Adjusting Exposure

When I was a child, my mother would drive my brother and I out to wealthier suburban communities to look at the huge mansions, beautiful landscapes, and clean neighborhoods. She would even visit the playgrounds, and watch us play without having a care in the world. My father was the same way. He would watch PBS with me over giant bowls of orange sherbet. He would hand his five year-old son huge newspapers with long articles that were completely over my head. I’m still not sure if he knew that I didn’t understand a word I was reading.

As a youth, I was unappreciative of these gems that my parents were giving me. I didn’t know much, but I knew we were poor. I knew that the neighborhoods we would visit looked nothing like our own; and I knew that the people there looked nothing like me. My brother and I would irk our mother’s nerves with our questions. “What are we doing out here?” “Can we go home?” As irritated as our mother would be, her answer would always be the same, “Because exposure is important.” It wasn’t until I became an adult that I realized the truth in her statement. 

In photography, the exposure determines how visible an image will be. Think about that. The same applies to people as well, especially children. We need to be exposed to different things in order to develop ideas; to even be able to think outside of the things that we already know. Sometimes, exposure can come in the form of a void, for us to figure out ways to fill it.
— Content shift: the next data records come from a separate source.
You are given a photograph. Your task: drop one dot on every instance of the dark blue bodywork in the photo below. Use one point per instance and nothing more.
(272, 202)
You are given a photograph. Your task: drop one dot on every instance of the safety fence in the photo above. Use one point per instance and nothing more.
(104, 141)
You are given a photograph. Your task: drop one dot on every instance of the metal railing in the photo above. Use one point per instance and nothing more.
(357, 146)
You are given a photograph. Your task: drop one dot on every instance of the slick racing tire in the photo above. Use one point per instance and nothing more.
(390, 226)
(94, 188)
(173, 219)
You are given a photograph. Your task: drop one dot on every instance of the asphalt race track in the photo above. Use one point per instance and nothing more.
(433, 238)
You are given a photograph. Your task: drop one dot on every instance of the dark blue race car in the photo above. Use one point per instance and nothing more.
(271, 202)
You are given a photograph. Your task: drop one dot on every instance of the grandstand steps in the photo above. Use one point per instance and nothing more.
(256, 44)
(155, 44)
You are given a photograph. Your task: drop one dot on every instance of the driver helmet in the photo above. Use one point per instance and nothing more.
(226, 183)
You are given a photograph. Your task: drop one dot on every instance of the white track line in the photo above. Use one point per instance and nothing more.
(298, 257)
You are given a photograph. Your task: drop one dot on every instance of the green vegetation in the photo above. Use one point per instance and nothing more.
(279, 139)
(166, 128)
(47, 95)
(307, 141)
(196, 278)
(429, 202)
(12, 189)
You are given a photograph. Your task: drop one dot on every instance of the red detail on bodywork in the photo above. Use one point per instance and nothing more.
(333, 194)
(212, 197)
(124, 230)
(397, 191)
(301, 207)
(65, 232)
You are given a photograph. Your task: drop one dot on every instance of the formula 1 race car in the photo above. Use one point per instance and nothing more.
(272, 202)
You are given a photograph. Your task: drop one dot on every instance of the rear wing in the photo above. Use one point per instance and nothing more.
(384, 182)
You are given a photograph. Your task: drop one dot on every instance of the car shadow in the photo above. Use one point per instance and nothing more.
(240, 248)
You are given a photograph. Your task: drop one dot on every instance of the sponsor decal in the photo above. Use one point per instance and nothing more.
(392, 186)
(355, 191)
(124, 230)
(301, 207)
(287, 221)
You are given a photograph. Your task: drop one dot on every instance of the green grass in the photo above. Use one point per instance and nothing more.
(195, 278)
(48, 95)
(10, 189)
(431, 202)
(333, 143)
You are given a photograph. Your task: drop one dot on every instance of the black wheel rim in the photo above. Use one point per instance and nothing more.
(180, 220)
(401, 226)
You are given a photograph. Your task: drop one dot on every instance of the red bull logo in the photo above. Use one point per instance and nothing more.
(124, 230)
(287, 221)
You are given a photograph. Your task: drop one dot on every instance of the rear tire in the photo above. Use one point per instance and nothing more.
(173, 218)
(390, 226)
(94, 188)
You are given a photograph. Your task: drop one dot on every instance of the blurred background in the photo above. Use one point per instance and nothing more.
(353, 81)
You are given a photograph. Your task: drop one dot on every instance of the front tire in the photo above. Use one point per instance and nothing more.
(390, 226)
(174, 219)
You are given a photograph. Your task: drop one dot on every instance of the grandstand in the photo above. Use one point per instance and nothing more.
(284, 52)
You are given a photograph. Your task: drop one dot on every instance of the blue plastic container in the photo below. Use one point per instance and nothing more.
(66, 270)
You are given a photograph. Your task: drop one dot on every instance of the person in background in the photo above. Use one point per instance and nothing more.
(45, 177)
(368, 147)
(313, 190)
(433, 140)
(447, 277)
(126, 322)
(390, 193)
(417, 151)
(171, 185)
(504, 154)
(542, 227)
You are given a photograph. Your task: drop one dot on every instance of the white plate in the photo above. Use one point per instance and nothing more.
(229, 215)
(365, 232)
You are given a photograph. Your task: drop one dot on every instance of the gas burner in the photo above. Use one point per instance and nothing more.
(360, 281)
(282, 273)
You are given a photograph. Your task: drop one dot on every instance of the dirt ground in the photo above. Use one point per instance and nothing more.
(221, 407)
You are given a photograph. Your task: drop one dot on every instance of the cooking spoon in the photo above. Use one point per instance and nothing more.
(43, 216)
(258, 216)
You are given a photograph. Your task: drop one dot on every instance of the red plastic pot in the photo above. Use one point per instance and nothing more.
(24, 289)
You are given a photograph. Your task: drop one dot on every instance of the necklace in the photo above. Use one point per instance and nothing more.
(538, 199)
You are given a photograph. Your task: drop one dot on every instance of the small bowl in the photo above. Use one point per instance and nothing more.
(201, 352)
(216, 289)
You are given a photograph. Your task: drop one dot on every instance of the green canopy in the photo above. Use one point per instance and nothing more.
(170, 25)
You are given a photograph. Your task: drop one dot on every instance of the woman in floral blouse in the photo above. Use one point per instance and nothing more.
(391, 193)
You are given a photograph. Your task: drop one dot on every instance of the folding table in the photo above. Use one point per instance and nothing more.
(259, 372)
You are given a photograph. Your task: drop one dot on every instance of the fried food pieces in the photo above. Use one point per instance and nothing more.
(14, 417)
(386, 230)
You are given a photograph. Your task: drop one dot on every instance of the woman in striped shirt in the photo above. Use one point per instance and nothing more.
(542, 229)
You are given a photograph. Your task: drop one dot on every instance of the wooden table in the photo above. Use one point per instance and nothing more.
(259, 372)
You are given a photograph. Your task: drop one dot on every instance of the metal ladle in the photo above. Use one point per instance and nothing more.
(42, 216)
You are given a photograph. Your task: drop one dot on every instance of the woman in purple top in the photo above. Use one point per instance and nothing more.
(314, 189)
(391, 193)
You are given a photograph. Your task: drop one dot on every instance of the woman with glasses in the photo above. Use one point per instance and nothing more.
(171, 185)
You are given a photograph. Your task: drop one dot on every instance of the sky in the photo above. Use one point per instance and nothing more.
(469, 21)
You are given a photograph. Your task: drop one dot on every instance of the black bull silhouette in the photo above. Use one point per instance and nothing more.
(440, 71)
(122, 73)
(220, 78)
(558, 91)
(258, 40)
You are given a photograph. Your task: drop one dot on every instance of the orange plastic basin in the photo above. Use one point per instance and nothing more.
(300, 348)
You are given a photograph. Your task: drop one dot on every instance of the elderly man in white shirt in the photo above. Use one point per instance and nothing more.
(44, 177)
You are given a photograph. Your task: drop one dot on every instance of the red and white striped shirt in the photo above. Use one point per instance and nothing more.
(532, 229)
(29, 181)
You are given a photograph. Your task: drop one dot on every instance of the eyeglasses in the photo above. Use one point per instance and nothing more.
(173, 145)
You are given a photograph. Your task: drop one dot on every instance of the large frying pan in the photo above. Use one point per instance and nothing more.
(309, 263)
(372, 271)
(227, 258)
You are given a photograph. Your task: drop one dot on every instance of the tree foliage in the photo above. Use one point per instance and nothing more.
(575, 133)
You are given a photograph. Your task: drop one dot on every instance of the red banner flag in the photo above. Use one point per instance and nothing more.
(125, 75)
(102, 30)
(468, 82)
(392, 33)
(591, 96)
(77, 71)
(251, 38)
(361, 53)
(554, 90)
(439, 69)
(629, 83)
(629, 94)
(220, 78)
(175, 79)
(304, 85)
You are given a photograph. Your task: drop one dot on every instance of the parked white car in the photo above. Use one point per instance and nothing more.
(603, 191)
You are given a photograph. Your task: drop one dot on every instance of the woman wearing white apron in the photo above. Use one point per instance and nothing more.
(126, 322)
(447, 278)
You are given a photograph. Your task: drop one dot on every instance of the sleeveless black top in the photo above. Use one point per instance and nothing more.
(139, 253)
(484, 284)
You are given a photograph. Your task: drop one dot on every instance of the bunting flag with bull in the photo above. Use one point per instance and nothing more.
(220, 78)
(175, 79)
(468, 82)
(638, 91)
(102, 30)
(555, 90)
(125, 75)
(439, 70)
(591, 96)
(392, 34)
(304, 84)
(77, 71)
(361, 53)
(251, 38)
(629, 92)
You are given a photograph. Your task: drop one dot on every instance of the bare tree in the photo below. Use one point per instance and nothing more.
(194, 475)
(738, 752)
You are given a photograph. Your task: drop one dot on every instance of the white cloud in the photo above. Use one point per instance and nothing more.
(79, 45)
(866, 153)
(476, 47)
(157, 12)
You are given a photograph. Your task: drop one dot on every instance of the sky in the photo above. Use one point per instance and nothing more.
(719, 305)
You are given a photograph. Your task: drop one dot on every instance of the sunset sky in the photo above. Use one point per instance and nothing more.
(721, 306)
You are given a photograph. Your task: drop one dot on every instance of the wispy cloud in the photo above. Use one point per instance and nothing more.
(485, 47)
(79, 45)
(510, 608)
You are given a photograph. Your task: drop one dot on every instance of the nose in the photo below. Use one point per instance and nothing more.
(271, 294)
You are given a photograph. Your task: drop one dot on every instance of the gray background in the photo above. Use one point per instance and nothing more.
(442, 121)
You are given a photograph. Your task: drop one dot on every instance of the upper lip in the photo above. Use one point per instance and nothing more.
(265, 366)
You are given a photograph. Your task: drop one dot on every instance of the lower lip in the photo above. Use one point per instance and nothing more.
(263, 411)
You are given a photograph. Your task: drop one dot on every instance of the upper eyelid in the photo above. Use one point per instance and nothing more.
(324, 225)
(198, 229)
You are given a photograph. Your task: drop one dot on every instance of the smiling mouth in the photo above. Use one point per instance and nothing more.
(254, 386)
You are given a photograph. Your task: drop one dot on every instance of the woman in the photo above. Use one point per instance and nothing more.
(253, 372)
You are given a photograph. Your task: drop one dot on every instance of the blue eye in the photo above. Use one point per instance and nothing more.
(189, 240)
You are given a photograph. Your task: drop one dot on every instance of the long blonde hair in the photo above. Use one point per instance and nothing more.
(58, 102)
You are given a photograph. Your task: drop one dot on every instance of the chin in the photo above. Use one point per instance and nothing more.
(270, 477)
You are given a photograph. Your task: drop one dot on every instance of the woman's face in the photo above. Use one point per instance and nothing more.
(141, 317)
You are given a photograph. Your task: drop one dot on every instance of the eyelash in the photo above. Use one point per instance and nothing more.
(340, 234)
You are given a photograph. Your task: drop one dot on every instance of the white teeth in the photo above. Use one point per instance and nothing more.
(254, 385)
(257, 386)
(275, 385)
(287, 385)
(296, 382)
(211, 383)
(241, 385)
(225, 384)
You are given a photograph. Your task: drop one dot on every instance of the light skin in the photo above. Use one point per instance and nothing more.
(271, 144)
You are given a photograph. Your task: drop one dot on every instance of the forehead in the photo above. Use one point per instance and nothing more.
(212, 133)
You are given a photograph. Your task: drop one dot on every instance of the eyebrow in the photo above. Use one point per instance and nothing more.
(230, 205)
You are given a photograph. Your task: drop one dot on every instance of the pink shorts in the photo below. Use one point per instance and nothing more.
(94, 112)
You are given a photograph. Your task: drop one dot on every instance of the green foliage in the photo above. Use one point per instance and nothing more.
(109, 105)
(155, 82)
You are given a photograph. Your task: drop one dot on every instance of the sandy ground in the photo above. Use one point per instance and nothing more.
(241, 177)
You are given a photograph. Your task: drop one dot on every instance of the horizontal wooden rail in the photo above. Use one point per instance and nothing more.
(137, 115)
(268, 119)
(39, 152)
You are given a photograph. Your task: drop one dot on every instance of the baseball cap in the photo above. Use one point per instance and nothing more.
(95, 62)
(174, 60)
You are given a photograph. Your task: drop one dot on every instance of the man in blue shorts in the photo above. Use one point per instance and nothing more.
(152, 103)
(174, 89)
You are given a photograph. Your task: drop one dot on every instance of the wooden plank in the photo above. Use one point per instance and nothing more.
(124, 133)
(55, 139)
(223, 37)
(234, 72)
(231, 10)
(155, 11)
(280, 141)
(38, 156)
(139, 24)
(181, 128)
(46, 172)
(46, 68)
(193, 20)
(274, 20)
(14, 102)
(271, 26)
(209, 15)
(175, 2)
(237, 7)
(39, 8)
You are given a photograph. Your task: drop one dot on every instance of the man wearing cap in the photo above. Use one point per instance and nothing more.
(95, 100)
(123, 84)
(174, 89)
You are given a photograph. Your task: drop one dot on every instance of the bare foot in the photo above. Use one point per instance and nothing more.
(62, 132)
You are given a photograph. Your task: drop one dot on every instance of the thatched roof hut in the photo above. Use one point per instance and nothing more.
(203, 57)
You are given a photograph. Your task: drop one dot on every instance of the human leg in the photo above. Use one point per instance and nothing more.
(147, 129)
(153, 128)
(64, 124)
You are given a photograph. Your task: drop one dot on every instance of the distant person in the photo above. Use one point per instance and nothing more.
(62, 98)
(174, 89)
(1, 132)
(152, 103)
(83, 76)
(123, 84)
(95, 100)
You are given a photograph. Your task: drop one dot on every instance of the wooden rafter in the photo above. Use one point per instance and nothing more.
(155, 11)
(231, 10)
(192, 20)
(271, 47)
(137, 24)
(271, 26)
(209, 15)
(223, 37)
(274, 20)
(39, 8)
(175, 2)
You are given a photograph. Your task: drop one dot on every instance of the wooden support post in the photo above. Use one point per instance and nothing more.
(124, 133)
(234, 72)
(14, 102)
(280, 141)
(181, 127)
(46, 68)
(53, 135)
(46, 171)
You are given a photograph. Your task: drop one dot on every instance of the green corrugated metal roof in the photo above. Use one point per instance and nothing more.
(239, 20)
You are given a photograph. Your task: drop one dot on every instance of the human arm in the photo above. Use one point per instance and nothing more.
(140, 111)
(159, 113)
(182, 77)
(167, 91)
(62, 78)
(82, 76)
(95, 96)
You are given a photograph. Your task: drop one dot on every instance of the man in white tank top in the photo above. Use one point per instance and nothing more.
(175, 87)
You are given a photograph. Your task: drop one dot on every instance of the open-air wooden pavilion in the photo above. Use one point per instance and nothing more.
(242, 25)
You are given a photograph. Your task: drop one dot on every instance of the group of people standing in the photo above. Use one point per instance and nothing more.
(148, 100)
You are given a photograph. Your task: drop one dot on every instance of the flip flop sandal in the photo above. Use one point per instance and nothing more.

Other times, we are exposed to resources that we never even knew existed, and didn’t know how useful they could be; whether today or tomorrow. 

As a twenty-four year-old adult, African-American, born and raised in Detroit, Michigan, I finally realize the importance of the exposure my parents gave me. Though we could not afford many of things that we were exposed to, just to be aware of them is vital to our success, as well as our existence. This exposure taught me that my environment does not have to define, nor dictate my future.